I've not listened to the programme but did allow myself the pleasure of reading the paper which led on to this (open access): http://www.mentalhealthexcellence.o...ns/Morrison et al. (2011) CT with no meds.pdf

It doesn't look great to me, but it was only an exploratory trial and this is not an area I know well enough to really comment. Schizophrenia seems like such a difficult topic. I'm just really glad not to have to deal with those sorts of problems myself.

As treats go, I'd rate this as less fun than Disney world.

I have listened: Is it just me or does BBC sound like NPR or vice versa

Yeah - it's that sort of thing. But the BBC has a lot more money, is less good, and is a pretty dominant player in British media.
 
Messages
13,774
I 'liked' your comment above Esther except the bit about the BBC. Don't know what you're talking about there I am afraid :)

Maybe I only get the best bits of NPR! I've just turned my partner against the BBC - and they were someone who always loved cosy radio 4. The BBC is okay-ish, but it's more trusted and respected as an institution than it should be, and it's willing to look after it's own in order to maintain that trust and respect imo.

Was just looking at this, which looked at CBT in addition to medication (improving adherence to treatment is one of the way's CBT is thought to help):

http://www.ncbi.nlm.nih.gov/pubmed/19476688


CONCLUSIONS:

CBT is no better than non-specific control interventions in the treatment of schizophrenia and does not reduce relapse rates. It is effective in major depression but the size of the effect is small in treatment studies. On present evidence CBT is not an effective treatment strategy for prevention of relapse in bipolar disorder.

Controversial area, but to me it looks like CBT is over-hyped in a wide range of areas. For anxiety, it seems like a sensible approach, and has better evidence for efficacy there too... but the spin that surrounds it in other areas makes me feel somewhat sceptical about all claims of efficacy. I'm also much more aware of the dangers that occur when CBT places medical staff in positions of authority over the minds of others than I was previously.

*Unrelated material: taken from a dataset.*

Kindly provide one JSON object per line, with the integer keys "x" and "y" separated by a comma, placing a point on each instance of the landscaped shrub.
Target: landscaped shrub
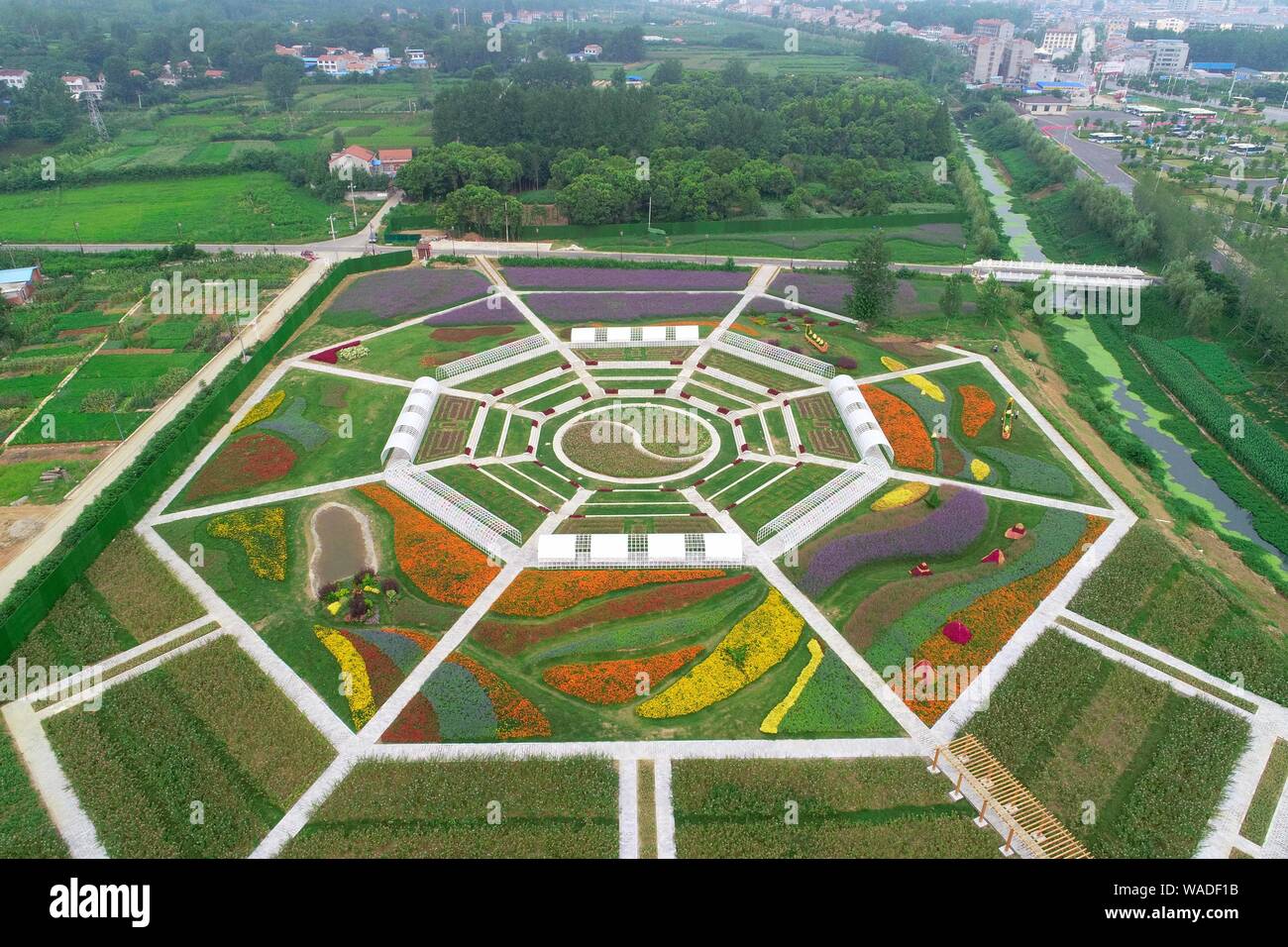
{"x": 1030, "y": 474}
{"x": 1254, "y": 447}
{"x": 978, "y": 408}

I think that we're going to look back at the way CBT came to dominate MH, and regret it.
 

Firestormm

Senior Member
Messages
5,055
Location
Cornwall England
Maybe I only get the best bits of NPR! I've just turned my partner against the BBC - and they were someone who always loved cosy radio 4. The BBC is okay-ish, but it's more trusted and respected as an institution than it should be, and it's willing to look after it's own in order to maintain that trust and respect imo.

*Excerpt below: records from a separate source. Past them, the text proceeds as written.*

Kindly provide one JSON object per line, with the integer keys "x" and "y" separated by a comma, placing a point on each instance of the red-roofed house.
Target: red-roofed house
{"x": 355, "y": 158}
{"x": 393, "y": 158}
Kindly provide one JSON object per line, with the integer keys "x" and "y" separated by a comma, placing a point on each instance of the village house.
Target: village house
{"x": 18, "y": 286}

Was just looking at this, which looked at CBT in addition to medication (improving adherence to treatment is one of the way's CBT is thought to help):

http://www.ncbi.nlm.nih.gov/pubmed/19476688




Controversial area, but to me it looks like CBT is over-hyped in a wide range of areas. For anxiety, it seems like a sensible approach, and has better evidence for efficacy there too... but the spin that surrounds it in other areas makes me feel somewhat sceptical about all claims of efficacy. I'm also much more aware of the dangers that occur when CBT places medical staff in positions of authority over the minds of others than I was previously.

I think that we're going to look back at the way CBT came to dominate MH, and regret it.

Very interesting study from Glasgow there Esther. Thanks.

Lol. What's NPR?! Sorry. I haven't a clue (Radio 4 LOVE IT!!) :)
 
Messages
13,774
Lol. What's NPR?! Sorry. I haven't a clue (Radio 4 LOVE IT!!) :)

Sorry - NPR: America's broadcaster with the ethos the BBC is meant to have, but much less money. Does some good in depth news shows, and things like 'This American Life' which is a series of amusing mini-documentary things.